I'm into horror pictures because I love the fear of being alone in the dark, and I'd recommend that to any composer who wants to work in this genre.
As a kid, I had a Beatles poster and a Bela Lugosi as Dracula poster, so both worlds always appealed to me. Horror allows you to do things as a composer than you're able to do in no other style of movie. The music has to be aggressive. You can't tiptoe around. It has to be incredibly focused dramatically - no time for second thoughts.
Film composers are the most prolific music makers on this planet, and most of us are, like, losing our minds if we're doing five or more movies in a year.
Horror films are the ones that pay the bills, and historically, they have shown that they are good investments. They helped Universal survive with that initial splash of horror films in the 1930s and '40s. And horror films kept New Line alive with the 'A Nightmare on Elm Street' series.

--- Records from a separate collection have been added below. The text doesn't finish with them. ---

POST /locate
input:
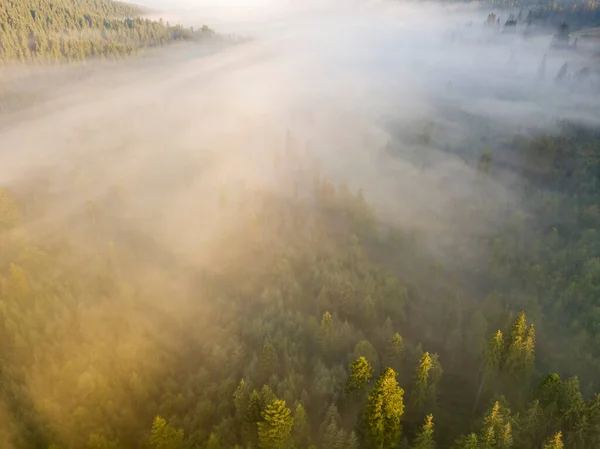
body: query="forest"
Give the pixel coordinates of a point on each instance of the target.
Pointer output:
(308, 324)
(75, 30)
(290, 313)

I don't care how inventive you are; once you introduce strings into the ensemble for a horror film, you're entering into a world where a tradition has been thoroughly established. So it's repeated use over the years is like, 'Oh God, another film with strings, another spooky movie with strings.'
When I was younger, I'd make a point of driving to the middle of nowhere and spending an evening with just me, the wind, and the moon. Your skin crawls up an octave. This is what I tap into when I'm working on horror films. I'm just afraid a time will come when I lose touch with that part of myself.
People who work in horror know they are contributing to a genre that has always been loved and will always be loved - privately. It's the forbidden evil working behind the curtain. My job scoring a horror movie is like being the barker at a carnival. A good barker can get anyone to walk into the roped-off tent.